In Indonesia, after relaxing its regulations on child labour in 1987, some 2.8 million children are working in factories. The most revealing fact is that child labour has been growing in tandem with the liberalization of world trade.
These children produce rugs, textiles, garments, shoes, toys and other light manufacturing products for export markets. The
multinationals that manufacture, trade and retail the products of child labour often claim that they do not hire the children directly but they never acknowledge that they knowingly subcontract out parts of the manufacturing process to employers that do.
Child labour has become an integral part of the new world order of trade liberalization and gives the lie to any glorification of unregulated world trade as a force of progress. For the pathetic armies of children in the developing world, market liberalization means a regression to the brutal exploitation that we in the developed countries have not permitted for more than a century.
Because it has become part of the fabric of the new international economy, child labour implicates all of us as consumers. On any visit to the local mall, unknowingly we are likely to buy for our own children clothes and toys made under conditions that would horrify us if we imagined our own children in their situation. Here is a case where we must let our basic human sympathy, our sense of solidarity with children around the world move us to act. Some have argued that when developed countries today restrict trade in goods made by child labour they are forgetting the role that child labour played in their own development and acting to deliberately restrict the development of new economies.
We in the developed world have indeed had our own experience with child labour, which was as much a part of European and North American industrialization as it is now in many developed societies today.

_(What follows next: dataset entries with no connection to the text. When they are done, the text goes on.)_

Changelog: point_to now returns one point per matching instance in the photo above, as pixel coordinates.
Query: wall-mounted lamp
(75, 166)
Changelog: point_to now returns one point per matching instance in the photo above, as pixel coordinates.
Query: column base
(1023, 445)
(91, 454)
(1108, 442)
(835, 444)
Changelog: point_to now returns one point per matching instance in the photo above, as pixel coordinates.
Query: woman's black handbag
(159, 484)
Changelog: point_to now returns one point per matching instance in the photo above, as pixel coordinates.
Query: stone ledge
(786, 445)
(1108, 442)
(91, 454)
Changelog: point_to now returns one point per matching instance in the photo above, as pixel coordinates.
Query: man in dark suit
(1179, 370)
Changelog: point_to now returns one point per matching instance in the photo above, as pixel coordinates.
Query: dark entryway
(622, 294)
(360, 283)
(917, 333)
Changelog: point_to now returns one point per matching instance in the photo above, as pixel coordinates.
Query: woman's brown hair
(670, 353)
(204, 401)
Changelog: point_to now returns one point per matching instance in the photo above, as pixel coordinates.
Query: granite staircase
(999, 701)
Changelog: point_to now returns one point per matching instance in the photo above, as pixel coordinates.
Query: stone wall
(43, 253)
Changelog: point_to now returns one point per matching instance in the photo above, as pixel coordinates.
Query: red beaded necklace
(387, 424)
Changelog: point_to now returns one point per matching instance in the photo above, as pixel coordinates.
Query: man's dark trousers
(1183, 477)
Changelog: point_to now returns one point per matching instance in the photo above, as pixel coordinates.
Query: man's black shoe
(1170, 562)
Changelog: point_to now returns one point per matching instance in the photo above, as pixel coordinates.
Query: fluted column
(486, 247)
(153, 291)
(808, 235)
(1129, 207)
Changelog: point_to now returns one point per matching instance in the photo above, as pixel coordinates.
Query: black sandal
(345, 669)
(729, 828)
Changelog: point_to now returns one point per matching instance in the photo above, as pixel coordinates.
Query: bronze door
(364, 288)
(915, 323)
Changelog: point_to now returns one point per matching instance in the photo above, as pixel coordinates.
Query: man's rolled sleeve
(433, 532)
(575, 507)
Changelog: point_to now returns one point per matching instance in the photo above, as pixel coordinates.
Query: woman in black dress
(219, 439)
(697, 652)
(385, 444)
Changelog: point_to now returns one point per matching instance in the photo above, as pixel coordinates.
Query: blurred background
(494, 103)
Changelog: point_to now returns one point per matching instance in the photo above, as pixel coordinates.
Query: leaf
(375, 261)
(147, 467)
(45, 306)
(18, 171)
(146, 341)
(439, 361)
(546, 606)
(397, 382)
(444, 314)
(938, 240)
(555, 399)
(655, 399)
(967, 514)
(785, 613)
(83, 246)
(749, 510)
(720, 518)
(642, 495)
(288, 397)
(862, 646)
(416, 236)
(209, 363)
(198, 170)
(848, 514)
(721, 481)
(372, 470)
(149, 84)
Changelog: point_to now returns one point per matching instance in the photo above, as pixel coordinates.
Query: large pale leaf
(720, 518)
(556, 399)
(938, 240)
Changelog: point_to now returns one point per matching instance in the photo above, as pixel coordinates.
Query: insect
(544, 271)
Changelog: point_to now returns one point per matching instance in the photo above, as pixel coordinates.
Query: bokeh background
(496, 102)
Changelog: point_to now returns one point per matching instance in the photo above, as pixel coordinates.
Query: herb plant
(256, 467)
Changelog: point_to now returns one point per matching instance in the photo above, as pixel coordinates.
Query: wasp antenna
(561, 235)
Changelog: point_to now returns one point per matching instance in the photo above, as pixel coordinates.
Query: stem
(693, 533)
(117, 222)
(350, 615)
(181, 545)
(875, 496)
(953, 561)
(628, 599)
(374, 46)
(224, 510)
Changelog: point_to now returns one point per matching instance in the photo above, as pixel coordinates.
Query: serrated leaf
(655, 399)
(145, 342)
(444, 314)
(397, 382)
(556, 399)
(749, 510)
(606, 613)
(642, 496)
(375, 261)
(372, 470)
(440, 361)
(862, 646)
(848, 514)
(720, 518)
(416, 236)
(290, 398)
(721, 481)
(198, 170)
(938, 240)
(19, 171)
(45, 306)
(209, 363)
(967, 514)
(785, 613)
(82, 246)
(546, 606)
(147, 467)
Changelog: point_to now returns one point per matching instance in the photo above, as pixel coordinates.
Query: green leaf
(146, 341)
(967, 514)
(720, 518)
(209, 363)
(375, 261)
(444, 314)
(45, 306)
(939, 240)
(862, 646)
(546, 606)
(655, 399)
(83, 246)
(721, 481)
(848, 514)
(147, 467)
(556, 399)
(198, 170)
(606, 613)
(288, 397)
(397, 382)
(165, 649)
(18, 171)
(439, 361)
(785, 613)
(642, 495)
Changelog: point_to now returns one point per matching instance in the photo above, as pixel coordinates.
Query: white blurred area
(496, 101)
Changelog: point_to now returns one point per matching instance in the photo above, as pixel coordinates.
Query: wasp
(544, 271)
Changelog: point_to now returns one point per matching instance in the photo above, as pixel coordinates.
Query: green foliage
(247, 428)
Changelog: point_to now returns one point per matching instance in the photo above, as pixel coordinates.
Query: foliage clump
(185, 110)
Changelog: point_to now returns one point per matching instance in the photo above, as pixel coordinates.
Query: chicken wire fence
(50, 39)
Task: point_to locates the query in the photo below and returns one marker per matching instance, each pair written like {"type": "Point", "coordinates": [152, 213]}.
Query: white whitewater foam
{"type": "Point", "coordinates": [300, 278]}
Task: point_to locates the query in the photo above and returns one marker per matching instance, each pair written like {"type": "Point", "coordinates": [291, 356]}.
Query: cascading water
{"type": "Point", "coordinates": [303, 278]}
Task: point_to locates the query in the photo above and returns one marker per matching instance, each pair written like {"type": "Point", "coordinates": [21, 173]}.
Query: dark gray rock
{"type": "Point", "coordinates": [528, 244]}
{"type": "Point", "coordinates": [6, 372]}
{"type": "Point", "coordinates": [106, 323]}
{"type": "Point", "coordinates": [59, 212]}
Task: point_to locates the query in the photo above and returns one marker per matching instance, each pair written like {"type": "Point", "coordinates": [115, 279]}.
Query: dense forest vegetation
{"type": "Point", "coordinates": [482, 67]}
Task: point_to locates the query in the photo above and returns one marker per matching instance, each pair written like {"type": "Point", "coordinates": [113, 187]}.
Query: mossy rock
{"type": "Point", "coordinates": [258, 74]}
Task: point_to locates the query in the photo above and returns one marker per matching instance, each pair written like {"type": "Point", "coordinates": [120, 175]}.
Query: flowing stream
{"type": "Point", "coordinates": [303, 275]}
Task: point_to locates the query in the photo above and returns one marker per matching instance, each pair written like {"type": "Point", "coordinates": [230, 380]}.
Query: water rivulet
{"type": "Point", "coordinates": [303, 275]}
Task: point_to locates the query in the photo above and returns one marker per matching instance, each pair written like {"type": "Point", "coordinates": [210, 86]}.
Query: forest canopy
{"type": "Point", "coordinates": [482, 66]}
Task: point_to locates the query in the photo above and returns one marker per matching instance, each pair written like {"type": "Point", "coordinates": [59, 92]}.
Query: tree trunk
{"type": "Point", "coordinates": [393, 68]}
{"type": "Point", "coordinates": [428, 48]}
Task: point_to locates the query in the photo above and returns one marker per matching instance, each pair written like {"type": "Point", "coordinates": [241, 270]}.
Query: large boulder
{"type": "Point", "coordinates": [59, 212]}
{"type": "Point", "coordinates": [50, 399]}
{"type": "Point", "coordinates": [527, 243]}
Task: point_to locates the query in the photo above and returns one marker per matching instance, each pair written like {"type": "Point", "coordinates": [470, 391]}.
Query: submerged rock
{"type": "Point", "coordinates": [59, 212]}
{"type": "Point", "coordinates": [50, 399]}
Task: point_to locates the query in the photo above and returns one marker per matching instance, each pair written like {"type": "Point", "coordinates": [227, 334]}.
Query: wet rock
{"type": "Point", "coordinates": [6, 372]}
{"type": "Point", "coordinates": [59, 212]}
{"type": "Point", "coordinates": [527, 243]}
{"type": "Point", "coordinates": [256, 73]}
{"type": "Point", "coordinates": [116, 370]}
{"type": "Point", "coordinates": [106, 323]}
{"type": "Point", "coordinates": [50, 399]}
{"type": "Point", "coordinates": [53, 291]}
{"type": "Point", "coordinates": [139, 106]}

We must remember that government regulations prohibiting the use of child labour were among the earliest public interventions to tame a predatory industrial capitalism. The fact that the same predatory capitalism has returned with a vengeance, its leaders boasting of their ability to operate outside the regulatory reach of individual states, does not relieve us of our duty to protect the most vulnerable members of the global village.
The multinationals like to talk about the need to establish a level playing field. Let us establish one between them and the children whom they now exploit. The elimination of child labour will be a long and arduous process that takes place on many fronts. The International Labour Organization has a program that has been in place for years to study and propose measures to address the problem. Canada should actively support this program.
The ILO secretariat has also recommended that the WTO should adopt a social clause to enforce basic labour rights on member states, a strategy that would go a long way to eliminating child labour. This is why we proposed a separate amendment earlier today that the government chose not to support, that the government commit itself to such a policy of developing a social clause for the WTO.
Some individual governments of developing countries are making efforts to introduce regulations to help children and some of these programs, such as the one in Hong Kong, have met with success. Many developing countries do not have the resources to police regulations on child labour, however well intended those regulations may be. That is why the developed countries like Canada have an obligation to help the governments of developing countries prevent multinationals from trading in goods made by children.
That is why we are proposing this amendment today to Bill C-57. It would put the burden of proof on the large importers and retailers to establish that they have not imported goods made with child labour and apply the resources of the Canadian regulatory regime to police the problem.